The enduring importance of basic financial theory

In the late 1980s, after playing professional football for eight seasons, Steven Kreider ’79 applied for a job at an investment firm. He and two of the firm’s senior partners went to a restaurant but when they left and returned to the parking lot, they realized another car had blocked them in. While the partners stood helplessly in the rain, Kreider knew immediately what must be done.

“Hey fellas, we can push it. Let’s just push it,” Kreider said. And with that, Kreider walked to the offending vehicle and, with the help of the partners, simply moved it out of the way. When they got back to the office, he was offered the job.

Kreider believes this story encapsulates one of the most important lessons he has learned throughout his life: the answer to any seemingly complex situation is often very simple.

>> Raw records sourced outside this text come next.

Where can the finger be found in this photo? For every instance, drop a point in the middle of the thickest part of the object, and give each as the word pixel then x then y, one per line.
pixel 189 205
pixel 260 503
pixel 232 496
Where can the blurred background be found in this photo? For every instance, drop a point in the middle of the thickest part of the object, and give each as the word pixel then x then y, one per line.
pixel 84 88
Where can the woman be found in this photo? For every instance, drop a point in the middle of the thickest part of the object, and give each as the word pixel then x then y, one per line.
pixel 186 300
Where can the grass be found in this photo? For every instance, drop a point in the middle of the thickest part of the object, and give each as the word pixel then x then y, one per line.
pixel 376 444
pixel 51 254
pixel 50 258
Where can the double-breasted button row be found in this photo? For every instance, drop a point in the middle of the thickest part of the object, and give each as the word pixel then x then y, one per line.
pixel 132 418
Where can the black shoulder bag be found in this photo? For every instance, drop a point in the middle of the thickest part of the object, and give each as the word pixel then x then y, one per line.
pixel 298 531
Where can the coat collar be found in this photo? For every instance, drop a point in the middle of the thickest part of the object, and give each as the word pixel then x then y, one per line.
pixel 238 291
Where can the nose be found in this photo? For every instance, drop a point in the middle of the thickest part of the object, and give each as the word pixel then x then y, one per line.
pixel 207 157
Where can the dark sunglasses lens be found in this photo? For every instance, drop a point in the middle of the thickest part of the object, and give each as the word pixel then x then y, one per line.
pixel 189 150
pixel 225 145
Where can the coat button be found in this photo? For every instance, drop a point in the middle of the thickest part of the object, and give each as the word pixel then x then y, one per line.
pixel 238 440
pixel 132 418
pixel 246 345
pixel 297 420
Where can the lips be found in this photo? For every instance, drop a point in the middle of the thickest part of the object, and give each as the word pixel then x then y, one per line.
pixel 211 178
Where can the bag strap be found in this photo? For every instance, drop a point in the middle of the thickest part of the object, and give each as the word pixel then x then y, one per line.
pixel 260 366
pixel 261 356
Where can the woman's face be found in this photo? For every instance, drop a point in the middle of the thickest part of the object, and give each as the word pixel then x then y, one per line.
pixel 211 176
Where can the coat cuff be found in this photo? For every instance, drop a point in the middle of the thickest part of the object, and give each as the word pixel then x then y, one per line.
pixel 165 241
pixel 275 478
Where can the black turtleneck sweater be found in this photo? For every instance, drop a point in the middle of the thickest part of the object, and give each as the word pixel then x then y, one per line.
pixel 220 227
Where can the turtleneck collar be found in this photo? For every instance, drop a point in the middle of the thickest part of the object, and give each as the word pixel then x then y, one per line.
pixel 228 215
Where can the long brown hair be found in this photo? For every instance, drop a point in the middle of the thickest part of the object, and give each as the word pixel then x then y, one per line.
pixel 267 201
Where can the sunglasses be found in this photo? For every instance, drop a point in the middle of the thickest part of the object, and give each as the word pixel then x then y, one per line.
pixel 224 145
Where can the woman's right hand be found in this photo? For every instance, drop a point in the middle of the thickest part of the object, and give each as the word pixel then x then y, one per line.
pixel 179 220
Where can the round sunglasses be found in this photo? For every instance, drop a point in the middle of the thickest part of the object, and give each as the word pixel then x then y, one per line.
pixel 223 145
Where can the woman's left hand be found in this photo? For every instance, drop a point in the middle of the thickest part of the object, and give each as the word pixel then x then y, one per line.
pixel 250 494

This idea was the theme of Kreider’s lecture, entitled “Theory Matters,” which he delivered Thursday, Oct. 7, in Baker Hall. The lecture was the third in the Distinguished Speaker Series in Finance in the College of Business and Economics (CBE). The series is endowed by Donald M. Gruhn ’49.

At Lehigh, Kreider was a Rhodes Scholarship finalist and an All-American in Division II college football. After graduating with a B.S. in electrical engineering, he was drafted in the sixth round by the Cincinnati Bengals. While playing in the NFL, he earned an MBA in quantitative analysis at the University of Cincinnati.
Net present value and options pricing
Kreider was one of only two Lehigh alumni to play in the Super Bowl, catching two passes for 36 yards in the 1981 game against the San Francisco 49ers. He completed a Ph.D. in finance at the University of Cincinnati and works now as a fixed-income investment manager with Western Asset, a firm that manages a half trillion dollars in assets for institutional clients around the world.

The answers to many of today’s economic woes, Kreider told his audience, can be learned in Lehigh’s classrooms.

“As a society, we haven’t paid attention to the lessons of Finance 101,” he said.

People working in finance and business, Kreider said, should reexamine two basic theories: net present value and options pricing. The first takes into consideration what one has to sacrifice today to get benefits in the future. The second can be better understood by studying “The Pricing of Options and Corporate Liabilities,” an article written by economists Fischer Black and Myron Scholes and published in 1973 by the Journal of Political Economy.

“These basic ideas are really important,” he said. “Therefore, your Lehigh experience really matters. Think the ideas through and use them in the field.”

The two theories are not the only ones that should be studied, Kreider said, and they cannot always be relied upon to work perfectly when applied.

Kreider did not place all the blame for the current economic recession on financiers and Wall Street. He said accountability for disasters like the housing market should be spread evenly from top to bottom. He noted that one third of credit card owners do not know their credit card interest rate and another quarter think it is less than 10 percent. These facts, he said, are sobering.

Kreider also advised students to take time to pursue interests outside their career field.

“I don’t know of a successful career that wasn’t made with a little sacrifice, but it’s important to be a well-rounded person,” he said. “I don’t know how you do your job well if that is all you do.”